19/08/2016, 11:32:23 PM

by Trevor Fisher

Despite the legal issues being resolved, Labour’s political options are becoming more sharp-edged and legalistic. This situation is worsened by the antics of the Parliamentary Labour Party, a group whose political judgement and even grasp of political rules is dire.

I agree with Richard MacKinnon in the comments for my last piece questioning, “How can a party be trusted running a country when they can’t even run themselves?” though his call for a purge is unwise. But the key issue is that the MPs can’t get the most basic political issues right. Certainly the Labour rules and those of the British constitution seem to be beyond them.

The MPs were deeply foolish in acting to pass the vote of no confidence, which has had no effect other than to trigger the current leadership contest. That Corbyn simply ignored the vote is a sign the MPs did not understand the nature of the man, and once he called their bluff they had to challenge him… hoping it must be assumed that the NEC would exclude him from the ballot paper or perhaps the courts would.

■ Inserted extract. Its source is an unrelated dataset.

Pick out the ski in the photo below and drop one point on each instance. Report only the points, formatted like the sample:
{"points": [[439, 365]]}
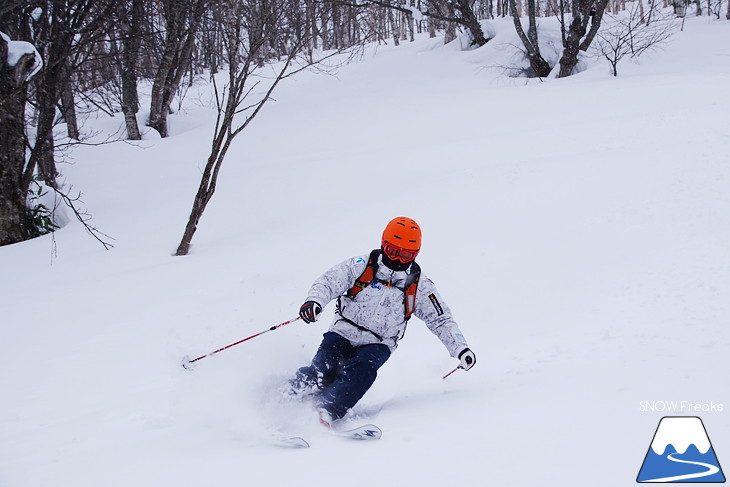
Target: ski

Even before they made these foolish moves, which risks Corbyn winning a new and stronger mandate, the MPs had made many stupid decisions. Bob Crossley was right in his comment to me that the big mistake was letting JC onto the ballot paper, but it remains the case that the previous mistake was approving the Miliband reforms which only allowed the MPs to have the limited control of nominating. Which they then bungled as fools like Margaret Beckett and Frank Field nominated JC. He can’t be blamed for saying Thanks Very Much.